But as always, the most important part of the session was your questions. Many of them couldn’t be answered fully in the time we had live. So we’re starting something new.
Welcome to the Hertility Expert Q&A series, a new post-webinar blog series where our clinical and research team answer your most pressing women’s health questions in depth.
This edition covers the questions submitted during our fertility science webinar, including:
This edition’s questions were answered by Emily Moreton, Clinical Services Manager at Hertility, fertility nurse, and registered nutritionist specialising in reproductive health. Emily holds a Master’s degree in Clinical Nutrition and Public Health from UCL and is a trained nutrition counsellor. Her work focuses on health-promoting behaviours, empowering individuals to improve their relationship with food, movement, and their body without restrictive dieting.
Her clinical expertise supports individuals in optimising fertility, managing PCOS and hormonal symptoms, maintaining a healthy pregnancy, and navigating menopause with confidence.
We’ve rounded up every answer here so nothing gets lost in your inbox.
If you’re trying to conceive, you’ve likely been told that folic acid is non-negotiable. But then you see supplements advertising “methylfolate” or “5-MTHF” and suddenly the choice feels far less straightforward. Here’s what you actually need to know.
The basics first. Folate is the natural form of vitamin B9 found in food. Folic acid is the synthetic version used in most prenatal supplements and fortified foods. Methylfolate, also known as 5-methyltetrahydrofolate (5-MTHF) is the biologically active form your body ultimately uses. When you take folic acid, your body converts it into methylfolate through a series of enzymatic steps. For most people, this happens efficiently.
The official recommendation is . 400mcg of folic acid for all women from three months before conception through the first 12 weeks of pregnancy to reduce the risk of neural tube defects (NTDs) like spinal bifida. This recommendation is backed by major health bodies including the NHS and CDC, and is supported by decades of large-scale clinical trial data. Folic acid is currently the only form of folate clinically proven in human trials to significantly reduce NTD risk.
So why does methylfolate exist as an alternative? Some people carry variations in a gene called MTHFR, which can reduce how effectively the body converts folic acid into its active form. For those individuals, methylfolate may raise blood folate levels more efficiently because it bypasses this conversion step entirely.
The catch is that methylfolate has not been put through the same rigorous, large-scale trials as folic acid for NTD prevention and at this point, it would be unethical to design such a trial, because it would require withholding a known protective intervention from pregnant women.
Which is better absorbed: Folic Acid or Methylfolate?
Folic acid is actually very well absorbed, and crucially it is the form used in the large clinical trials that proved it prevents neural tube defects like spina bifida. That is why public health bodies, including the NHS, recommend 400 micrograms of folic acid daily before conception and during the first trimester.

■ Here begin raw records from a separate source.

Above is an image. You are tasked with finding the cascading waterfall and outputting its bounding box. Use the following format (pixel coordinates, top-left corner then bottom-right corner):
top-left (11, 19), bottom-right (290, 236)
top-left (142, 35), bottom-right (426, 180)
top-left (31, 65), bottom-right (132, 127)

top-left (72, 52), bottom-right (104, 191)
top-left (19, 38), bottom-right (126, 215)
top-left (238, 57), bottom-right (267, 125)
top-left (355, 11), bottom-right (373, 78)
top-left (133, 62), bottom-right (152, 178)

However, this dose needs to be increased to 5 milligrams daily (prescription-only in the UK) in certain higher-risk situations.
When is a higher 5mg dose of Folic Acid recommended?
A higher 5mg dose (prescription-only in the UK) may be recommended if you:
When might methylfolate be worth considering?
It may be appropriate in cases of known MTHFR variants, recurrent pregnancy loss, recurrent implantation failure, or where a previous pregnancy was affected by a neural tube defect despite folic acid supplementation. Hertility’s in-house clinical team or registered nutritionists and dieticians if you’d like some advice but ultimately it should be up to the individual to make an informed decision. A large number of fertility supplements now use methylfolate rather than folic acid and that shift isn’t without reason.
The reality is that experts are divided. Folic acid remains the gold standard in public health guidelines because it’s backed by decades of clinical trial data. Methylfolate is a promising and increasingly popular alternative, but it doesn’t yet carry the same evidence base for preventing neural tube defects in large-scale trials.
Which foods are richest in folate? Supplementation is important, but dietary sources matter too. Good sources include spinach, kale, Brussels sprouts, broccoli, beans and lentils, eggs, oranges, fortified breakfast cereals, nuts and seeds, and wholegrains. Because folate is water-soluble and lost during cooking, steaming or microwaving vegetables rather than boiling helps preserve it.
The bottom line: for most women, folic acid remains the evidence-backed standard. If you have reason to believe methylfolate may be more appropriate for you, whether due to a genetic variant or a history of pregnancy complications, speak with your GP or Hertility’s clinical team before switching.
PCOS is one of the most common hormonal conditions affecting women of reproductive age and one of the most common causes of irregular ovulation. Search online for the “best diet for PCOS fertility” or “how to improve ovulation naturally with PCOS,” and you’ll be met with extremes: cut carbs, go keto, eliminate gluten, try fasting. The evidence doesn’t support most of it.
There is no single recommended PCOS diet. The goal of nutrition in PCOS is not restriction, it’s choosing foods that stabilise blood sugar and reduce inflammation, consistently, over time.
Understanding the link between PCOS and insulin. At its core, PCOS is often linked to insulin resistance. When insulin levels stay elevated, the ovaries produce more androgens such as testosterone, which can interfere with follicle development and regular ovulation. Managing insulin through diet is therefore one of the most evidence-based nutritional targets in PCOS.
A Mediterranean-style eating pattern is the approach with the strongest evidence base for PCOS, linked to improved ovarian health and reduced disease severity. It’s not a rigid set of rules; it’s a way of eating built around variety, quality fats, fibre, and protein.
Building a balanced plate. Rather than cutting out food groups, the goal is to build meals that keep blood glucose steady. That means including protein, healthy fats, and quality carbohydrates at every meal,what we call the golden trio.
On carbohydrates specifically: there is no strong evidence that cutting gluten or going very low-carb manages PCOS better than a balanced diet. What matters is the quality of carbohydrates. Choose low glycaemic index options, oats, pulses, beans, wholegrains over white bread, white rice, and sugary cereals. High-fibre carbohydrates slow glucose absorption and support the gut microbiome. Aim for 30 different plant-based foods per week. Avoid ketogenic or very low-carb diets; they are difficult to sustain and can create deficiencies in folate, iron, and zinc.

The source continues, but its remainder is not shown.